I can only imagine the desolation of spirit Consuela must have experienced on being ushered into Fern Lodge, Hereford, in the late winter of 1908, and introduced for the first time to the family of which she had become an unwitting member. Hereford and the Caswells must have seemed unbearably grey and grudging after the colour and vitality of Rio. Small wonder that she abandoned herself to a secret misery and responded with total indifference to
Victor’s
announcement a few months later that he was to build a country house for them to live in.

Then, one November afternoon, I walked into her life, the humble young London architect her husband had hired. What happened from that point on was inevitable once the spark of mutual attraction had been ignited, for, though no paragon, I had enough decency and sensitivity to make marriage to Victor seem an even worse torment than it had before. For my part, Consuela’s beauty – her fragile nobility, her yearning for love and freedom – was irresistible. And so, through the course of more than two years, we contended with – and defeated – caution, diffidence, doubt, propriety, even better judgement, and found ourselves lovers in the end.

It was as lovers that Consuela and I awoke in the bedroom of my Pimlico flat on Sunday morning, 5 March 1911. To find her in my arms seemed even more of a miracle then than it had the night before. I left her dozing and walked to the window, pulled back the curtains and gazed out at the sky-line of the city. How happy I felt, how proud, how deliriously in love. I could have flung the window open and shouted to the prim and proper house-tops in triumph. I could have proclaimed to the world that Consuela was mine and would never be another’s. But I did not.
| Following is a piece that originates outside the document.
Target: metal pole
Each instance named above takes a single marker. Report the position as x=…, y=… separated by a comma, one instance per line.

Instead, it was triumph enough to look back at the bed where she lay, her dark hair spread across the pale pillow, the perfection of her shoulder and flank displayed where I had thrown back the sheet.
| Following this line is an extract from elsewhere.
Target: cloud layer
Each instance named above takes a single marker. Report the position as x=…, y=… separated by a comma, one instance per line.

She stirred and reached out for me, then finding me gone, opened her eyes, raised herself on one elbow and smiled at the sight of me standing by the window.

‘You are here after all.’

‘Of course.’

‘I thought – for an instant – that you might have—’
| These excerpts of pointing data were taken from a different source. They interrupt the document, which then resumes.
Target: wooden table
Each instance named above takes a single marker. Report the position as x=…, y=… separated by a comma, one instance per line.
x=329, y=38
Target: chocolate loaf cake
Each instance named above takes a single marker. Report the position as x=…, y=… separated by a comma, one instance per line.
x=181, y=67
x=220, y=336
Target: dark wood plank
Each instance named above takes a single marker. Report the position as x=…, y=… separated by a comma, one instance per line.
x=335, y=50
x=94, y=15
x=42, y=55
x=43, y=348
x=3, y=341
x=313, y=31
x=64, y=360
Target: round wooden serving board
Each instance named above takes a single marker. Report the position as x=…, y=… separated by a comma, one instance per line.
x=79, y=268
‘Left?’ I walked back to the bed and sat down beside her. ‘Silly. Such a silly thought.’

‘Was it? One of us must leave, sooner or later. If not you, then I.’

‘To go where?’

‘Hereford. You know I must return there.’

‘Must you? Must you really?’ I leaned forward and kissed her.

‘If I am to escape him it must be planned. It must be arranged so he cannot prevent it.’

‘I’ll do anything you ask. Anything – to make you mine.’ My hand slipped down to her breast.

‘Oh Geoffrey, if only it could always be like this.’

‘It can be. It will be.’

So it seemed to me then. In that dawn hour as we embraced and joined once more across the rumpled bed, our bodies bathed in pallid morning sunlight, there seemed no pleasure we could not give each other, no joy we could not share, no hope we could not fulfil.

‘What are we to do, Geoffrey?’

Her head lay on my shoulder, her hair stirring against my cheek. The morning light had strengthened across the ceiling above us and beyond the window church bells could be heard on the still sabbath air. When I turned to kiss her, I saw a thoughtfulness in her eyes, an earnestness that had not been there before.

‘Everything I said last time we met is still true, you know.’

‘But we’re committed to each other now, Consuela. Body and soul.’